Cellular carriers say they pay inflated access charges-a “hidden subsidy”-to LECs to terminate wireless calls, but do not receive compensation for terminating calls that originate on the landline network. Most cellular calls are received by landline customers.

“I think it’s a very high profile issue,” said Mark Golden, vice president of industry affairs at the Personal Communication Industry Association.

The industry appears to have a strong advocate in new Wireless Telecommunications Bureau Chief Michele Farquhar.

“It is important to recognize that the level to which the commission is able to realize the results of the auction process in fully competitive telecommunications services will be affected to a large degree by the commission’s willingness to establish clear interconnection policies,” said Farquhar earlier this month at an industry conference.

“Competing wireless providers,” she noted, “will play a fundamental role in the effort to open cellular markets, as well as local exchange markets in general, to competition.”

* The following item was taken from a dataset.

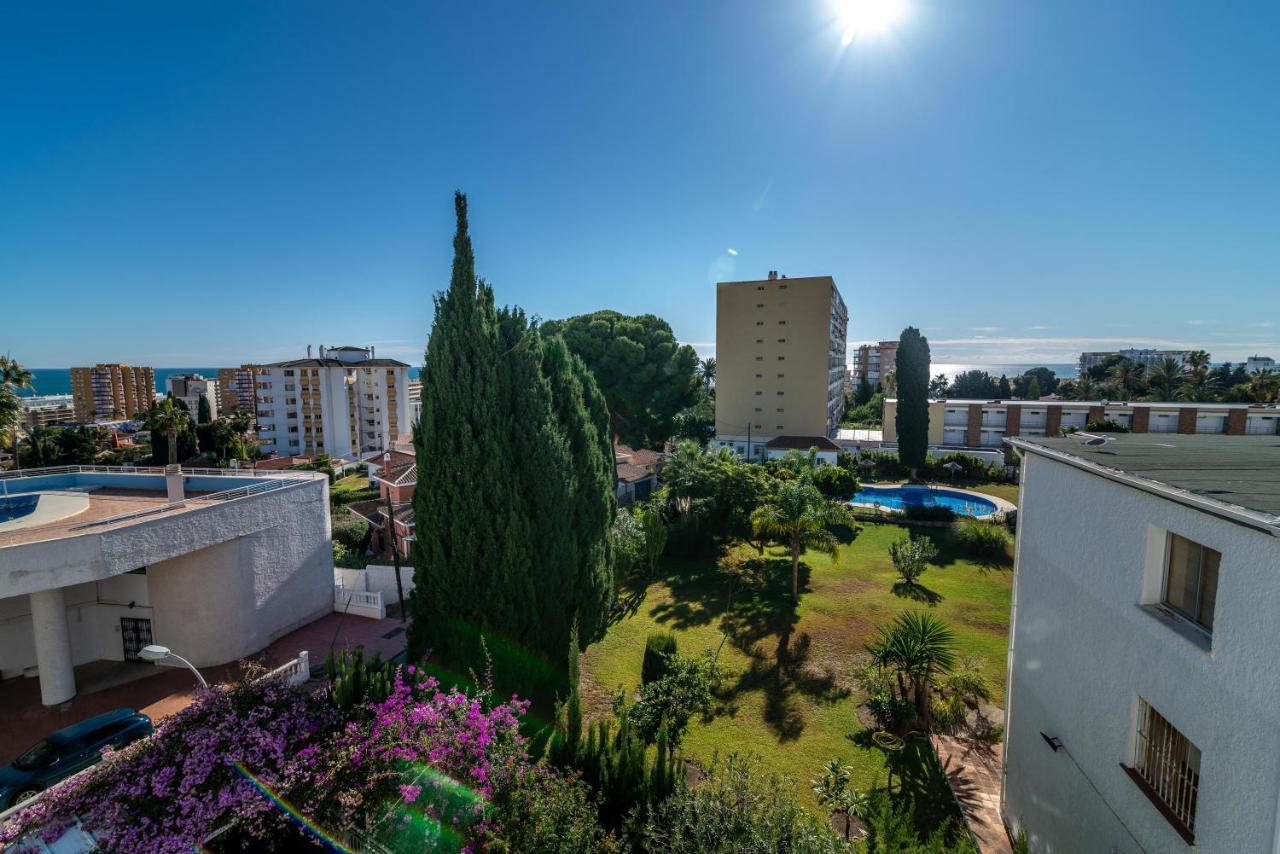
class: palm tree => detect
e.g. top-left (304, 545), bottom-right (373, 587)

Local competition is a key theme of telecommunications reform legislation that’s nearing passage, if not this year, then perhaps next year.

The policy implications for wireless carriers are significant.

It means that as competition among cellular, personal communications services and specialized mobile radio operators increases (causing market share to shrink even while a larger, mass market evolves), wireless carriers may now have a chance to tap into a new market heretofore closed off for the past century: local exchange.

And it represents the arrival of a truly revolutionary development in the history of communications: the day when consumers can tell their local landline telephone company-one of the seven Baby Bells or GTE Corp. or someone else-to discontinue service. Someone else can now do the job.